What began as a way to transition from the short-attention-span digital micro-edit chaos of Hrvatski (which I’d been assembling in a completely unsustainable, self-destructive way during all-night marathon sessions) into a means to grieve during & after the slow, protracted decline of my mother Alison Elizabeth Palfrey Fullerton Whitman (my middle name is, in fact, the continuation of her maiden family name/bloodline) due to Ovarian cancer somehow, magically, connected with an audience of open-minded folks. The reception to what all hands were predicting to be a one-shot CD-only blip in the (even then) vast kranky catalogue took everyone by surprise; certainly me the most. I had all but stopped making any kind of even conceptually dancefloor-adjacent music at that stage and, despite a few years of sinking into the work & traveling the world in lieu of sitting down and processing the loss, eventually came to terms with everything.
A series of things has transpired over the past month or two to make it feel like the whole enterprise has in fact met its audience & made a lasting impression over the past two decades. First, Anton & Sanna over at e-flux proposed an anniversary concert & reprise of the “Phase” film that often accompanied performances, replete with post-performance Q&A by Sasha Frere-Jones (who I’d been in regular contact with in the early 2000s). I’d been performing “Playthroughs” on occasion, but solely as a museum piece (ancient G4 laptop barely running the ca. 2005 iteration of the patch in Max-MSP 4.6) & this felt like a good time to contemporize the whole system while decluttering the bloat that had accumulated in the post-Lisbon era (all hail Cycling ‘74 & their ongoing innovations within Max-MSP; then & now the first & last word in bespoke audio-environments).
Second, and completely apropos of the above, kranky co-founder Bruce Adams’ book “You're with Stupid: kranky, Chicago, and the Reinvention of Indie Music” has hit the shelves worldwide, and is an absolute hoot; I can’t recommend it enough. Properly capturing the mise-en-scene of 90s-Chicago independent distribution & label antics in a completely enjoyable way, it’s an incredible snapshot of a time in which, frankly, we all had it way too good & simply didn’t know it. I urge you to seek it out, and/or go and see Bruce on his ongoing book-launch tour, including a stop here in NYC at the “Supplemental Space” of David Watson’s new Shift venue in lower Williamsburg on January 26th.
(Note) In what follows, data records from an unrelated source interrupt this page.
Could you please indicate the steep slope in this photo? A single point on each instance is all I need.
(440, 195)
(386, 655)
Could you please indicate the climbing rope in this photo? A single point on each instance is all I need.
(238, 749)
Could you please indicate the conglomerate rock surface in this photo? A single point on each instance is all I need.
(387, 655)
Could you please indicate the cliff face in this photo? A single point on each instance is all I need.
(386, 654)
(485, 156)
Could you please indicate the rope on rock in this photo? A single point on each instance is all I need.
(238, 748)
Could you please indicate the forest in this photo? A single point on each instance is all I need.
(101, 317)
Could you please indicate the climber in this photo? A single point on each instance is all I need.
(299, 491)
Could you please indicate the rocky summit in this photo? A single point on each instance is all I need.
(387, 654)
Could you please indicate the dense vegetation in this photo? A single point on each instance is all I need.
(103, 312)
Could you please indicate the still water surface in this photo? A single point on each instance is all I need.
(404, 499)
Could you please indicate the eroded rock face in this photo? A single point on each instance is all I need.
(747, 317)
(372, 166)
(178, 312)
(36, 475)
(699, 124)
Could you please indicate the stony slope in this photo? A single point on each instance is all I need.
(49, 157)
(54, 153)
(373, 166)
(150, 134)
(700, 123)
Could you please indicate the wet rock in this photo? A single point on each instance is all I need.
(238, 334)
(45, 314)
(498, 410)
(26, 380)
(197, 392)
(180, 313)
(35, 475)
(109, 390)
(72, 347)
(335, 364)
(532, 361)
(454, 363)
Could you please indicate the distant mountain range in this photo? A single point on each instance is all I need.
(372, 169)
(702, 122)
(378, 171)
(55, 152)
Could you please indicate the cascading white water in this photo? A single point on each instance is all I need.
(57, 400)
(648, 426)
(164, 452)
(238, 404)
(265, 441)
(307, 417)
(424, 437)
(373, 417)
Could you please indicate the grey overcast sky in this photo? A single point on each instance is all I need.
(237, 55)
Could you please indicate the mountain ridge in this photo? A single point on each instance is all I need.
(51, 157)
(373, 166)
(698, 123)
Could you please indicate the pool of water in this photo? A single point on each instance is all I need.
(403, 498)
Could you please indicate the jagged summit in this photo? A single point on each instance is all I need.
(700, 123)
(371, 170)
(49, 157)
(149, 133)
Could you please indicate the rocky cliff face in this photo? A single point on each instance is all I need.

I’ll also be playing at Shift on February 16th w/ the inimitable networked Computer Music heavy & League of Automatic Music Composers founder John Bischoff (who, incidentally, has also been canonized in book form via Ludiger Brümmer’s fantastic “The Hub, Pioneers of Network Music” tome via ZKM/Kehrer Verlag). One of my life-highlights was when John graciously showed me around the Mills College Center for Contemporary Music (CCM) in the mid 2000s (including the OG Buchla Red Panel) & made all of that incredible history real; very much looking forward to debuting a new configuration of wireless reciprocal real-time room-tone processing of live Guitar improvsations, performed with a standalone system comprised of the embedded-computer instruments I’ve been working with as of recent.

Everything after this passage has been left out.